Building high-performance computing centers should combine with the actual needs of research work. By the research institutes requirement of the high-performance computing application, we can build a high-performance computing platform including a scientific-basis parallel computing platform software platform, system application software platform and tools.

Build high-performance computing centers can also provide remote sensing data, sensor data, network data and other large data analysis and processing business for domestic and international users. Building cloud computing platform will achieve effective dispersion mining resources, integration, sharing.

3.3.3 Construction of the Data Collection and Processing Center Resources

Website statistics show that in 2015, all of the 236 sites, 227 sites generated data used the database management. Data collection and processing center construction can rely on the network resource data platform to meet the decentralized or centralized storage of agricultural natural resources and science and data resources to achieve centralized remote integration and data sharing agricultural scientific data resources. Construction of Agricultural Sciences data integration center, we can improve the efficiency of data query services, protect the security of the data.

For experimental data (experimental) chamber of agriculture science, agricultural science field station and observation station generated, we can deploy data collection layer, field control layer, data storage layer and business application layer architecture system, establish a wireless sensor network system, the completion of agricultural production monitoring network laying demand, eventually things will transmit information to the data collection center.

Ultimately, by constructing a data center networking platform we can provide experimental (test) data network platform for intelligence gathering and storage, and improve the processing efficiency of field observation data.

3.3.4 Established National Agricultural Resources Things Monitoring Platform

Establishment of national agricultural resources monitoring platform can integrate multi agricultural condition monitoring resources, expand and upgrade the existing infrastructure integration and software integration systems. According to the principle of cloud computing and cloud service management, we can design and build the platform architecture, deployment platform equipment, development software system, than gradually establish a national agricultural condition monitoring platform. The platform can achieve coverage area of the county’s main crop types, to provide real-time dynamic for agricultural research and agricultural production and long-term accumulation of data resources, to provide support for agricultural production and scientific guidance for disaster emergency management.
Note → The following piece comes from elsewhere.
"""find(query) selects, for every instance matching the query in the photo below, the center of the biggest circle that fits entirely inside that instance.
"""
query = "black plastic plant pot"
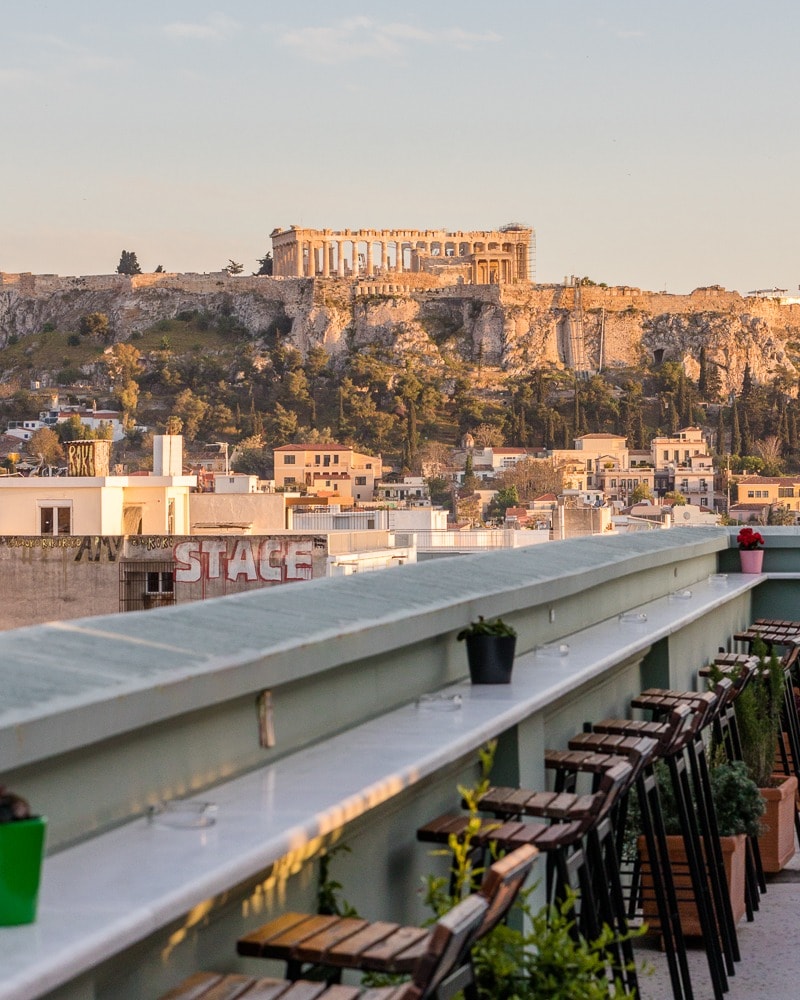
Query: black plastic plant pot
(490, 658)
3.4 Broaden the Web Services Model, Increased Resource Sharing and Communication Platform

The planning in 2014, has put forword to use the latest technology such as responsive web design to optimize the design and development of adaptive Chinese portals, and develop the network carriers to support for smartphones, tablet computers, TV, PC monitor, IOS and Android mobile phone carrier access.

New media platformsIis another task, such as building weibo WeChat which can broad the personalized information service mode and active push, diversified information services.

4 Conclusion

A large-scale production, sharing and application data era is just beginning, as Professor Victor said, the real value of big data is like an iceberg floating in the ocean, we can only see the tip of the iceberg at first glance, most hide beneath the surface. Carry out research work, will also be with the arrival of the era of big data, a huge change, and construction site data resources, but also will become all the researchers involved in scientific research is an important content.